If you are only banning a particular search engine, follow the method described above to change the wildcard character to a specific spider name.

Role 6: Prevent search engines from displaying snapshots of web pages in search results and indexing pages only.

It uses the following methods:

Baidu supports the use of Web pages to prevent search engines from displaying snapshots of websites. The method is as follows:

To prevent all search engines from displaying snapshots of your site, place this meta tag in the <HEAD> section of the Web page: <meta name= "Robots" content= "noarchive" > to allow other search engines to display snapshots, but only to prevent Baidu display , use the following tags: <meta name= "Baiduspider" content= "noarchive" > Note: This tag only prohibits Baidu from displaying a snapshot of the webpage, Baidu will continue to index the Web page and display a summary of the pages in the search results. If it is Google, it is

Last note: Some friends may have enabled webmaster log function to analyze spider crawling and user access, Spiders to find robots.txt files, if not found, the server will also record a 404 error in the log, in order to reduce the log file, remove unwanted information, so it is recommended that you add robots.txt in the root directory of the site, even if it is the empty robots file.

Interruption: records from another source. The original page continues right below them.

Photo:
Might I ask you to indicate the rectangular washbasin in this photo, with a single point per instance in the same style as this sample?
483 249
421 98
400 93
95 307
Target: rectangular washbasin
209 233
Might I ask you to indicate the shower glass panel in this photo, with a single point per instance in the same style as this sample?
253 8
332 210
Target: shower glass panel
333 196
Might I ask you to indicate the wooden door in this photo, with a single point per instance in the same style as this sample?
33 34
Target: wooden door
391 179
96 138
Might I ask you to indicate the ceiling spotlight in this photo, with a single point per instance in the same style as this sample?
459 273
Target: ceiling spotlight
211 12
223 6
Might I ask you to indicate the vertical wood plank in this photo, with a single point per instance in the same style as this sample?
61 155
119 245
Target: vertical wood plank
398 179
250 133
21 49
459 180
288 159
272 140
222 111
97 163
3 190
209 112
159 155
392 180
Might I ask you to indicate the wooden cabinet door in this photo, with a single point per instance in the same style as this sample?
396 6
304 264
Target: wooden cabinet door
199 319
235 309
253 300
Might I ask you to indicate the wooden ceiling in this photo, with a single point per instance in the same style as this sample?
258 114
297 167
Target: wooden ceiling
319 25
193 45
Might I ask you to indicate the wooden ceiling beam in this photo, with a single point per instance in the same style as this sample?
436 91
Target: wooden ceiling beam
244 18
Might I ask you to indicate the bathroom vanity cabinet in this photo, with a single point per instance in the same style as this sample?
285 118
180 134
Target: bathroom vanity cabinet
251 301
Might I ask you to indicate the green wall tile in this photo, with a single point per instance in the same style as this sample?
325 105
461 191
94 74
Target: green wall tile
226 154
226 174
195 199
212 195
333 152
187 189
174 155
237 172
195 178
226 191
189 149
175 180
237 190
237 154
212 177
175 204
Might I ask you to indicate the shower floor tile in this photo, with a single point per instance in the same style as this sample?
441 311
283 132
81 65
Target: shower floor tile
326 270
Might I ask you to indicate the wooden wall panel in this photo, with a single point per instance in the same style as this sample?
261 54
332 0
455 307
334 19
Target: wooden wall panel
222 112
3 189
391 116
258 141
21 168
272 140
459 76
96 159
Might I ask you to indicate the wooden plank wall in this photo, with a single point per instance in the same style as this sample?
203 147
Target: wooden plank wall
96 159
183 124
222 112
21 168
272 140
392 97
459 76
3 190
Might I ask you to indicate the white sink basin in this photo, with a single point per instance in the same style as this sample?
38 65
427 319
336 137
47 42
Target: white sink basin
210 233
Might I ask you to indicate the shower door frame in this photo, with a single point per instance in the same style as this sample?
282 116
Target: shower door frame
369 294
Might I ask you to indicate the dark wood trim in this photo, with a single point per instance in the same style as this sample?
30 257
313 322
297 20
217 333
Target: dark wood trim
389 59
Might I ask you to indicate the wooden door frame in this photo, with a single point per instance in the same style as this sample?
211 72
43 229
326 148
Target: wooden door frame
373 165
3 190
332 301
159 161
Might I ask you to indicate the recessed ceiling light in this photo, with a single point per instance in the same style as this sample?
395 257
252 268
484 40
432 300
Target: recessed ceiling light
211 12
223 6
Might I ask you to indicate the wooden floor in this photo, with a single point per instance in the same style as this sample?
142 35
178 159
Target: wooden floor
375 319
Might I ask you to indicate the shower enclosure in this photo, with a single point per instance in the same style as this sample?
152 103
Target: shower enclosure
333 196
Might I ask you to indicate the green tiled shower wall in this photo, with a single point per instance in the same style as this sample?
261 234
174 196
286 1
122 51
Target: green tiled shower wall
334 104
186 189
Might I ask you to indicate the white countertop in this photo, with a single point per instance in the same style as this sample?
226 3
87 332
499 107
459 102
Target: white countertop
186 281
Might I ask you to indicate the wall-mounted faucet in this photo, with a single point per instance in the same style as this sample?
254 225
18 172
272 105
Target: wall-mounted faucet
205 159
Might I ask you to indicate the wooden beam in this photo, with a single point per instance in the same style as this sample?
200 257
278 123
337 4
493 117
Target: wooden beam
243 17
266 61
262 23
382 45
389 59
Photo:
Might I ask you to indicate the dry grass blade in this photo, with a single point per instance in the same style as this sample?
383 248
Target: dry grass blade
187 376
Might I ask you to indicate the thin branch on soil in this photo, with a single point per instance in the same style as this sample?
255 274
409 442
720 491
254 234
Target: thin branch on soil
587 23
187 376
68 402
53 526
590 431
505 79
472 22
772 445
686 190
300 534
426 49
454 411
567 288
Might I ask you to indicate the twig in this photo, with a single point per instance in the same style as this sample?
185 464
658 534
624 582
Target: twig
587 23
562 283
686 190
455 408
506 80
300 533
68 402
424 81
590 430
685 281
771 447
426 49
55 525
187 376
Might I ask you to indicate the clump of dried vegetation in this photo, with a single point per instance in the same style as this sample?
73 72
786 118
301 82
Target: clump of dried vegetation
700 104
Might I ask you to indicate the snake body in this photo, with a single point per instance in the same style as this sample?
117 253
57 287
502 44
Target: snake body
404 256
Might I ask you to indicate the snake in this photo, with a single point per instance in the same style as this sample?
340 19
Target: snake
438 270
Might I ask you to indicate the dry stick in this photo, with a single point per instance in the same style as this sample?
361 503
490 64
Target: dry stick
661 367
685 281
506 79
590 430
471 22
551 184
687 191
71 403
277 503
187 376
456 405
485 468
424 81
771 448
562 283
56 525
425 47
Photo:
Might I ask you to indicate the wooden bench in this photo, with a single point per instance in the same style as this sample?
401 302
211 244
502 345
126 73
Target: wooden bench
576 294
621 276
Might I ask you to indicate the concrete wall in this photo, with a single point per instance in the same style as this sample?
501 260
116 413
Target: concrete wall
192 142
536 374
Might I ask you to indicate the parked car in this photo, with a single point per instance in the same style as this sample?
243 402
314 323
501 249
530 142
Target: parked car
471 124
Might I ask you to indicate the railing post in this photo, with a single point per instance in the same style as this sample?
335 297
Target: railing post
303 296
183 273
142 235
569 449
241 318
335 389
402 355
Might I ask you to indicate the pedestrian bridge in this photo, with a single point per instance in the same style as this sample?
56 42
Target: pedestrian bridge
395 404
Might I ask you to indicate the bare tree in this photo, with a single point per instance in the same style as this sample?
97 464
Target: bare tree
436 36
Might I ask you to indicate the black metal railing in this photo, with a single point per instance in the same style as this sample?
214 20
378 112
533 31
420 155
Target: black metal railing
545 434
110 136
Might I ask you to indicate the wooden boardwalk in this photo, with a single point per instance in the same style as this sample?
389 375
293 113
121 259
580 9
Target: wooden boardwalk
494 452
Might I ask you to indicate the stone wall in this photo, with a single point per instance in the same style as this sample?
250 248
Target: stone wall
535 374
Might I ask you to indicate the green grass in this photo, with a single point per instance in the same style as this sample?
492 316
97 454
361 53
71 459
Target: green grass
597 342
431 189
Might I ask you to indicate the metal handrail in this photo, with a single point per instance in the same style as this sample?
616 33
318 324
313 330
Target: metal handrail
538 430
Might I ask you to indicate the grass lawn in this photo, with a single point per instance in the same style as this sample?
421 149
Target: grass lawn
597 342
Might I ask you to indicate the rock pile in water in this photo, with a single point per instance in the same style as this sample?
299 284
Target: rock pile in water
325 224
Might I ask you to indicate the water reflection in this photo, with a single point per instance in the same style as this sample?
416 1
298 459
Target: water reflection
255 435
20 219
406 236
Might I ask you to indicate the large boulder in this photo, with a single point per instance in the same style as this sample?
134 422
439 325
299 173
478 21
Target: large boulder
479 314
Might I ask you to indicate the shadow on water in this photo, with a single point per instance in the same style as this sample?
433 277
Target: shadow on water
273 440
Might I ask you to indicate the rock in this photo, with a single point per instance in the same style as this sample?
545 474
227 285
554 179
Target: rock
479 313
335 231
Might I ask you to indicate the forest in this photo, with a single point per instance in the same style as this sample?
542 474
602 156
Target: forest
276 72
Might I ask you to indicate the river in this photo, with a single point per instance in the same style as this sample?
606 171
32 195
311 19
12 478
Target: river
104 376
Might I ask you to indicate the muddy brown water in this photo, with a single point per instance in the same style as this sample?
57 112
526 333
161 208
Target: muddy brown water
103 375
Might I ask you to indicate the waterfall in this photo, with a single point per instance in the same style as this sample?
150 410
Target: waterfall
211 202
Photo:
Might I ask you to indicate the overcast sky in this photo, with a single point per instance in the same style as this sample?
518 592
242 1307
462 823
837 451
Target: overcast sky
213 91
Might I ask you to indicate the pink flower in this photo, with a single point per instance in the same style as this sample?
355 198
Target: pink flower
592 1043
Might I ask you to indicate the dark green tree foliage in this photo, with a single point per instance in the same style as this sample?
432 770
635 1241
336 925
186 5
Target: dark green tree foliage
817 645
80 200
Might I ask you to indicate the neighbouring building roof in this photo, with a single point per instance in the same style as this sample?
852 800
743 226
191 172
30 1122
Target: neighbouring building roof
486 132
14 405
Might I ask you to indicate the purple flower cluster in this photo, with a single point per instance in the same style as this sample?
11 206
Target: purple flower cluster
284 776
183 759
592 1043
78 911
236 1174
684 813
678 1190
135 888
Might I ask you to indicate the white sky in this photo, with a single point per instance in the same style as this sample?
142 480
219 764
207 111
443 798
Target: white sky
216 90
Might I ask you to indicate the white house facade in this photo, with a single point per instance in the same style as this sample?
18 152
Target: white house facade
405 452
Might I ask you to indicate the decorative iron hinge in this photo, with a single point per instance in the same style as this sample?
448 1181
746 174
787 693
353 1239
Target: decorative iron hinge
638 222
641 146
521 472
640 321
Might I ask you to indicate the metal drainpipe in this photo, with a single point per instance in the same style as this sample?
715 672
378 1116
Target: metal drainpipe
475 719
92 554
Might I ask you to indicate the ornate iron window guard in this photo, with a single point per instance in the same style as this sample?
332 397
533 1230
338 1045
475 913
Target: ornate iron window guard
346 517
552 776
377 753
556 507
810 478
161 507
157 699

Other more usage, you need to combine the actual combat slowly summed up. The site of the new online today, the content will be all original, welcomed the same kind of webmaster exchanges and put forward suggestions. qq:1030036466 Shopkeeper Home: http://dianzhu2.com

This article starts A5, welcome reprint, but please keep the link.

Contact Us

The content source of this page is from Internet, which doesn't represent Alibaba Cloud's opinion; products and services mentioned on that page don't have any relationship with Alibaba Cloud. If the content of the page makes you feel confusing, please write us an email, we will handle the problem within 5 days after receiving your email.

If you find any instances of plagiarism from the community, please send an email to: info-contact@alibabacloud.com and provide relevant evidence. A staff member will contact you within 5 working days.

A Free Trial That Lets You Build Big!

Start building with 50+ products and up to 12 months usage for Elastic Compute Service

  • Sales Support

    1 on 1 presale consultation

  • After-Sales Support

    24/7 Technical Support 6 Free Tickets per Quarter Faster Response

  • Alibaba Cloud offers highly flexible support services tailored to meet your exact needs.